MIPIM 2012: Samsung Fire & Marine adds funds to direct strategy

Korea’s largest non-life insurance company reveals to PERE that it has devised an investment strategy for 2012 that, for the first time, includes putting its capital to work via funds alongside its main focus on direct investments in core property markets.


Samsung Fire & Marine Insurance (SFMI), Korea’s largest non-life insurance company with just less than $30 billion in assets under management, is to add real estate funds to its main direct, core real estate investment strategy.

Jin Seo, the group's manager responsible for real estate investments , told PERE on the side-lines of the MIPIM conference in Cannes, that SFMI would pilot its first fund investment as part of an investment strategy for 2012. Previously, the group, which generates capital from its insurance sales, had only sought to invest directly.

“The atmosphere for Korean institutional investors is changing a little,” Seo said. “Right now, investors are considering more fund investments.”

Currently, the plan to invest in funds is only at a pilot stage. SFMI expects to put at least $100 million of its capital into real estate globally in 2012 and, of that, just $30 million has been earmarked for a fund. Still, Seo said that allocation could increase given a positive experience and more viable opportunities coming its way.

“It could be a core fund, an open-ended fund or even a debt or mezzanine fund,” Seo said, adding that the fund could be focused either on Europe– where much of SFMI’s global attention has been of late – or the US. However, he noted that a cheque would not be written out to an opportunity fund at this stage.

SFMI’s alternative investment department, within which the insurer’s real estate assets are held, is one of a small handful of Korean institutional investment platforms to have been given clearance to invest outside of Korea. To date, it is yet to complete its first international investment.

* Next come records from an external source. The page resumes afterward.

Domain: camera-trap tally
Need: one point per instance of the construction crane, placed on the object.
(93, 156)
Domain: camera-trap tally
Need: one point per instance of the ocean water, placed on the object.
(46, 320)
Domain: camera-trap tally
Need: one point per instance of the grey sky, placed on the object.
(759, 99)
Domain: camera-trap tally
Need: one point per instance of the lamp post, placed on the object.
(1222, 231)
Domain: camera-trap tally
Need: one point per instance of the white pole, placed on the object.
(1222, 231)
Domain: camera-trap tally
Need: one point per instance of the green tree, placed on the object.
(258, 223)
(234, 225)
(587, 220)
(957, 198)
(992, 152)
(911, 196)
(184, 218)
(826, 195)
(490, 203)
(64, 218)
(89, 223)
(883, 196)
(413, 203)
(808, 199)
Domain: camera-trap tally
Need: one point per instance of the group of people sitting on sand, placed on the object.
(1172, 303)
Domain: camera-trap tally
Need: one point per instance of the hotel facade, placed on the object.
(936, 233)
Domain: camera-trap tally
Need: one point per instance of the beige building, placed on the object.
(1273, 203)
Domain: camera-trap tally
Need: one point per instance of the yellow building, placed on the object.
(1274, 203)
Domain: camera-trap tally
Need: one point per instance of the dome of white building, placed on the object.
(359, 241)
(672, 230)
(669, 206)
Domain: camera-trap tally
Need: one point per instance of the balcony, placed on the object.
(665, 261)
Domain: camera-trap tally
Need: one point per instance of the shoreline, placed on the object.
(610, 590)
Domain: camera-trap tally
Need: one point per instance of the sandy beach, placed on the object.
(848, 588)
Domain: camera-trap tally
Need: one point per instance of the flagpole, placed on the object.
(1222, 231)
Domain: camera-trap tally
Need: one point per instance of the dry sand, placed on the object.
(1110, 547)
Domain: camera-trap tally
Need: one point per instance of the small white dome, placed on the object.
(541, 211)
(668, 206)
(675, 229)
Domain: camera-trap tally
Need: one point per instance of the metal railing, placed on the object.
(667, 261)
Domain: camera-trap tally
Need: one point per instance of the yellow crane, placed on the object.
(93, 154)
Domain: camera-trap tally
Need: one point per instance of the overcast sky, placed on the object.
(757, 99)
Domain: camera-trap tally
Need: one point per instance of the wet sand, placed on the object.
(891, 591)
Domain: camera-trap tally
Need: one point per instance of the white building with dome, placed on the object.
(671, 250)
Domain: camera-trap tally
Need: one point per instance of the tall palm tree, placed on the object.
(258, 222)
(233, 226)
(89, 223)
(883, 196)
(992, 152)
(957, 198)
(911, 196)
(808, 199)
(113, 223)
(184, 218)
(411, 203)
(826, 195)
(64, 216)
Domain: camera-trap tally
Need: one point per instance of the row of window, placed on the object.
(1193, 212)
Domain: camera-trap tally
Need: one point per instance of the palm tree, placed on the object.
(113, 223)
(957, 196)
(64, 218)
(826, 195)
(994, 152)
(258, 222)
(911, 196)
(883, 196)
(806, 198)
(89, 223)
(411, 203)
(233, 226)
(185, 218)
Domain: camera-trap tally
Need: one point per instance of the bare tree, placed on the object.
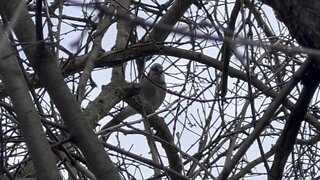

Two club-style transactions in London were close to being completed over the past two years, but those deals fell out of bed. One was terminated after two other Korean institutional investors in its club did not get clearance from their investment boards to proceed with the acquisition. The other did not materialise after the seller pulled out.

Nonetheless, SFMI’s main focus remains on completing two or three direct investments via Korean institutional investment clubs before venturing to take on a separate account, whereby it is the sole source of capital. In terms of favored geographies, SFMI still wants to complete acquisitions in London and Paris, and possibly major cities in Germany as well, Seo noted.

Ultimately, SFMI’s mandate is to seek yields from global real estate that are considered an improvement on returns currently generated by Korea’s fixed-income products. “Five-year government treasury bonds now generate a yield of about 3.75 percent,” Seo noted. “If we can invest in core assets in prime property markets, we can produce something that is higher.”

Furthermore, Seo told PERE that, as of the start of this year, he has been made responsible for both the group's global and domestic real estate activities. He previously was solely responsible for global real estate investments but was granted the widened remit after a senior colleague moved on from the group. He works in a team of seven professionals, part of the alternative investment department’s 16-strong team.